Dropped Threads
You read a message, mean to reply, and somewhere between "I'll get to this later" and the next notification, it vanishes into the black hole of working memory. Weeks pass. The person on the other end stops checking their inbox, quietly adding another piece of evidence that reaching out doesn't work. We all live on both sides of this silence—the question is whether shame keeps you there or whether you find a way back.
REJECTION SENSITIVE DISORDERRELATIONSHIPSFORGETFULNESS


A LinkedIn post caught my eye me last April. A founder wrote about the conversations she meant to circle back to -the people she genuinely liked but had let slide.
She said, “You know follow-up matters. You know connections keep your business alive and somewhere, there are threads you dropped because you weren’t ready to deal with them at that time. ~ Lishone P, LinkedIn, 28 April 2025
So true but there are two sides to this.
There’s the one where you’re the person who forgot and there’s the one where you’re the person waiting.
Most of us live on both. Often in the same week!
When you’re the one who forgot
You read the message.
You think: I’ll reply properly when I have a moment.
Mentally mark it for “later” but later never comes. Its forgotten.
Weeks pass. Sometimes months.
Then one day the message reappears and you realise you forgot to reply. That familiar stomach churn is saying “It’s too late now.”
Meanwhile…
The person who messaged you doesn’t know about your working memory.

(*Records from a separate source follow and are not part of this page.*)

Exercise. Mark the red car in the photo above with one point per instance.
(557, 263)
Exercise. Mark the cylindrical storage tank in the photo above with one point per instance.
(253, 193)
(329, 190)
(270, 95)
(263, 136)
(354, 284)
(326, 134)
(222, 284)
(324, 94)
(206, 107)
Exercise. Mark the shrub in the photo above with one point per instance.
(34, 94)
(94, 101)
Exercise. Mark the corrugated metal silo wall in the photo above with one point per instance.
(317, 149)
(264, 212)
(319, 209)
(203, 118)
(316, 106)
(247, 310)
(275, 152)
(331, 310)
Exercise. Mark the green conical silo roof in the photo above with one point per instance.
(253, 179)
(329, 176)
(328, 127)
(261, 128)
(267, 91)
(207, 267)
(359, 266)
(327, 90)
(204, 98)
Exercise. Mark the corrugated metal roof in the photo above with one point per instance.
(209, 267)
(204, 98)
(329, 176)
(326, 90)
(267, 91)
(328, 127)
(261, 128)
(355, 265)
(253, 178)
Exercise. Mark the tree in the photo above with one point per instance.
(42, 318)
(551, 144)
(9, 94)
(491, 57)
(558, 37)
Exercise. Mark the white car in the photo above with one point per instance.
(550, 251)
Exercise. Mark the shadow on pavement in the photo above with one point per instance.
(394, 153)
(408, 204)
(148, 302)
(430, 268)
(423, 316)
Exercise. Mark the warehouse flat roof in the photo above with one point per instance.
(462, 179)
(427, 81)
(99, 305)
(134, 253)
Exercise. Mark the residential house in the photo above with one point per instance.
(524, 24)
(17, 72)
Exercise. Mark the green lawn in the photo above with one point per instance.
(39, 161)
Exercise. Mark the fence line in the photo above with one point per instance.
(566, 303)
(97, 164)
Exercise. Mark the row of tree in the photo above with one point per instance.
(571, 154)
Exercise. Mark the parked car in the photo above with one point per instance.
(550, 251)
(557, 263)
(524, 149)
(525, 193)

They don’t know about the 40 other things you had to do that day or the embarrassment that built the longer you left it.
All they know is they reached out and nothing came back.
And because humans fill silence with assumptions, they’ve probably already decided what it means.
Maybe you’re not interested.
Maybe they overstepped.
Maybe they just don’t matter enough.
Its unlikely any of those scenarios are true but that is the only data available to them.
Most people don’t keep score.
Most people have been on both sides themselves.
Most would just be glad to hear from you – late or otherwise.
The question is whether you can get past the shame long enough to find out.
When you’re the one waiting
You send the message and it feels good - you took the step, you put yourself out there.
Then nothing.
Days pass.
You check your inbox a few times. Nothing.
Weeks pass.
You start filling in the gaps.
Maybe they’re busy.
Maybe you said something wrong.
You tell yourself it’s fine - these things happen but, there is a small bruise there.
A piece of evidence you quietly register, “reaching out doesn’t work”.
Having been on both sides changes something.
When you know what it feels like to be the one waiting, it changes how you think about being the one who forgot.
You recognise them.
They are on the other end of your silence, with their own history of waiting, their own collection of small bruises, their own stories they tell themselves when no one replies.
That doesn’t mean replying to everything instantly but you can find small ways back by acknowledging that connection moves in both directions.
Two things you can do this week
If you’re the one who forgot:
Pick one thread - one you’d genuinely like to reopen.
Send something short, ie:
“Just found this and realised I never replied. No pressure at all but I’m still here if you are.”
This simply closes the loop in your own head.
If you’re the one waiting:
Pick one person who never replied - someone you genuinely wanted to connect with.
Send a short follow-up, ie:
“I know how inboxes get. No problem if the timing’s off but I just wanted to leave the door open.”
This gives them a graceful way back if they want it.
It also returns agency to you. You’re not waiting anymore - you’ve done what you can.
A place for lost threads
One practical thing that helps: keep a folder called ‘things to return to’.
It serves as somewhere to drop messages you can’t reply to right now but don’t want to lose.
Once a month or every now and then, open it.
Reply to the ones that still feel alive and delete the ones that don’t.
The folder never empties, which is fine.
The point is knowing that when you lose a thread, there’s somewhere it might turn up again.
You’re going to forget things.
You’re going to leave messages unanswered longer than you meant to.
You’re going to be on both sides of this, probably in the same week.
That’s just what happens when human brains try to keep up with human connection.
We all drop threads but the question is whether you have a way back.